Sounds good to me. Thanks for changing your examples to run off of files! That's easier to test and debug. Please provide your examples with a name of what they do, not just 1, 2, 3. I suggest setting up all your benchmarks to run within 5 minutes by default, and have a flag to do the full-size test. Feel free to rip out timsort if it causes you any trouble; I'd only mentioned it because it's a popular sort. Please make sure the license allows you to include it in Boost.
I had seen several grammatical mistakes in the documentation, due to the fatigue, the excess of cut and paste and my lack of English grammar.
There is a mistake in the sort::parallel documentation: "These algorithms are generic, can sort any kind of object using a comparison object, in contrast with the specialized algorithms, as spreadsort, which only sort integers, strings and float values in a single thread version, but with a speed greater than the generic sort algorithms." spreadsort can sort any data for which you can define a strict weak ordering (just like std::sort). See https://github.com/boostorg/sort/blob/master/example/generalizedstruct.cpp for a moderately complicated example.
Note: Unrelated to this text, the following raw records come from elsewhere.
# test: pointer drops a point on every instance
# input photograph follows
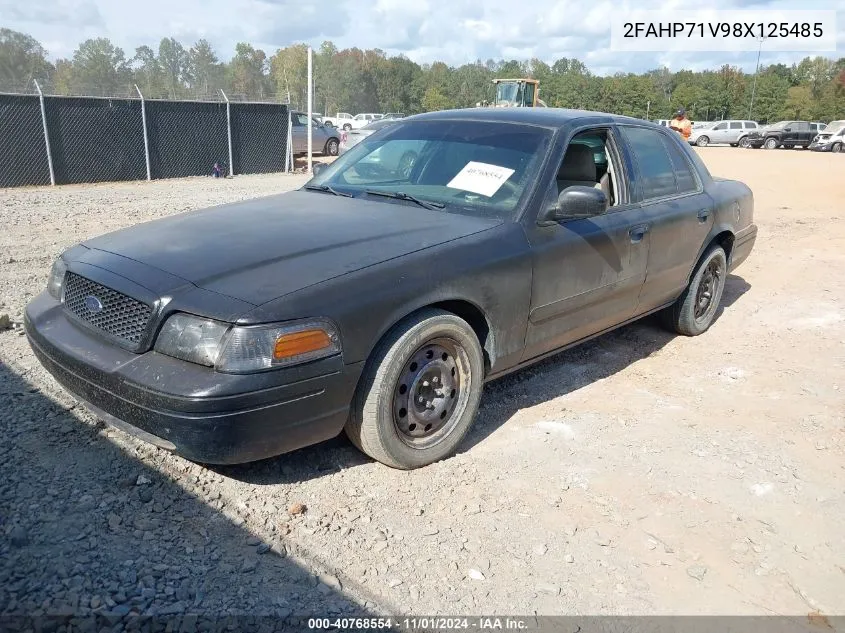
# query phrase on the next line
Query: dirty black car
(380, 296)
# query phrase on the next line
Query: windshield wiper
(399, 195)
(328, 189)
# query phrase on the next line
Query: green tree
(22, 59)
(434, 100)
(100, 68)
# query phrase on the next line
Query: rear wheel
(419, 394)
(695, 310)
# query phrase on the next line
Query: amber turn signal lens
(297, 343)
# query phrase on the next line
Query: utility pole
(756, 70)
(310, 107)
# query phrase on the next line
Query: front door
(587, 272)
(680, 214)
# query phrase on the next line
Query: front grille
(122, 317)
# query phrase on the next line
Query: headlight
(57, 277)
(191, 338)
(255, 348)
(244, 349)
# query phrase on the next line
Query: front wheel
(419, 394)
(695, 310)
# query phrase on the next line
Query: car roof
(546, 117)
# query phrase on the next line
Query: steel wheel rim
(431, 393)
(708, 290)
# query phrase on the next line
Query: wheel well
(725, 239)
(477, 321)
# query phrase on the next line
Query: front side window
(470, 167)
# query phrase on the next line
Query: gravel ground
(641, 473)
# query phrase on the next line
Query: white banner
(715, 30)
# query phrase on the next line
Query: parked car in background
(325, 139)
(731, 132)
(830, 139)
(338, 119)
(350, 138)
(785, 134)
(382, 303)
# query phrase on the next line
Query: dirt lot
(640, 473)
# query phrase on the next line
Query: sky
(453, 31)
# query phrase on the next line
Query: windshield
(469, 167)
(833, 127)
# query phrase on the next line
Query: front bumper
(203, 415)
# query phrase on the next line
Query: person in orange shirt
(681, 124)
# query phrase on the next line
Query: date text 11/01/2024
(434, 623)
(724, 29)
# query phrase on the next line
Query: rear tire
(695, 310)
(420, 391)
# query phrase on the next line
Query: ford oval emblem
(93, 304)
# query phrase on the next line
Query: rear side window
(657, 173)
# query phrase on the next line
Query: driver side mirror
(576, 203)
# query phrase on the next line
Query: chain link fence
(68, 140)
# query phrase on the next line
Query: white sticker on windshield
(481, 178)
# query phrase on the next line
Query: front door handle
(637, 232)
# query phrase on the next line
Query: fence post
(229, 131)
(289, 148)
(46, 134)
(144, 123)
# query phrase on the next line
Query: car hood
(264, 248)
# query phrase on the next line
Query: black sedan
(379, 299)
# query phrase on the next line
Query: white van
(732, 132)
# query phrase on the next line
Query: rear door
(587, 272)
(734, 131)
(675, 207)
(719, 133)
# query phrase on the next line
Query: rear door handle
(637, 232)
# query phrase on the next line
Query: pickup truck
(380, 297)
(787, 134)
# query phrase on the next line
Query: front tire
(419, 394)
(695, 310)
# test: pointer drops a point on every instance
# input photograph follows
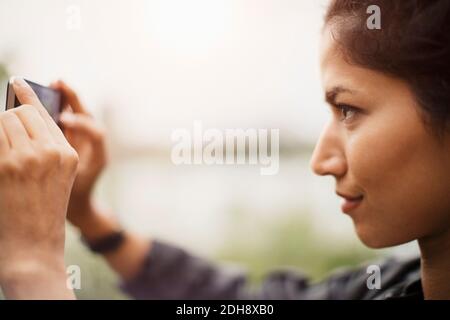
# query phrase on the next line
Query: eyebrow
(330, 95)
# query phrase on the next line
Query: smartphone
(50, 98)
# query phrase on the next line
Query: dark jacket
(172, 273)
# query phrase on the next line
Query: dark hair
(413, 44)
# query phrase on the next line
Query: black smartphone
(50, 98)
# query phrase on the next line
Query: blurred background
(147, 67)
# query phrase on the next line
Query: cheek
(397, 168)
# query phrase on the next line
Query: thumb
(83, 124)
(25, 93)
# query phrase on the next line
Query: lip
(350, 203)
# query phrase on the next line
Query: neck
(435, 266)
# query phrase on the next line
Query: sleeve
(172, 273)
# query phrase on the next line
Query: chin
(378, 239)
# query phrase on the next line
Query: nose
(329, 154)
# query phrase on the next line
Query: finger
(4, 141)
(26, 95)
(33, 123)
(82, 124)
(15, 131)
(70, 97)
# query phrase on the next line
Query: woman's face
(393, 174)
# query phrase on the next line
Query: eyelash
(343, 108)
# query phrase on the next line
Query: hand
(37, 170)
(88, 139)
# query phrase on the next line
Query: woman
(387, 145)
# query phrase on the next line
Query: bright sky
(161, 64)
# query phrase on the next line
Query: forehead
(337, 71)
What's different about purely comparison-based algorithms vs spreadsort is that only a comparison object is required for purely-comparison-based algorithms, where spreadsort requires indexing functions into the key (such as bitshift or the equivalent of [] for strings). If you can write a comparison function, you can write an equivalent indexing function, though that doesn't mean it's easy. Many people have made the same assumption as in your parallel_sort documentation, and I'm not sure what the best way to clarify it is. I think it'd be interesting to try a parallel spreadsort using your parallelization approach, if your library gets substantial usage. Do you need to have separate windows and linux cpp files? Much of the benchmark code appears duplicated, and that becomes a maintenance hassle over time. Please share as much of the code as you can. I have some questions about your int_array object: 1) Why does it have these two functions: int_array ( uint64_t K =0 ); int_array & operator = ( uint64_t K); 2) Why doesn't this print out the entire contents of the array: std::ostream & operator << ( std::ostream & out , const int_array<NN> & N) 3) The object has a fairly expensive comparison function (there is no early exit, it's like a hash comparison), it doesn't seem like a problem, but I'm curious why you picked that comparison approach? I look forward to reviewing it once you've completed cleaning it up (including your docs). Did you include the tbb optimization to be very fast with already-sorted data (I haven't run the library to check)? I assume all your algorithms are either competitive in speed or better in memory than their tbb and std library equivalents.
I generate the doxygen documentation for all the code, but I think is very big and unnecessary for the final user of the library. I will change and put the documentation of the final functions.
They only need to see what is outside your detail namespace.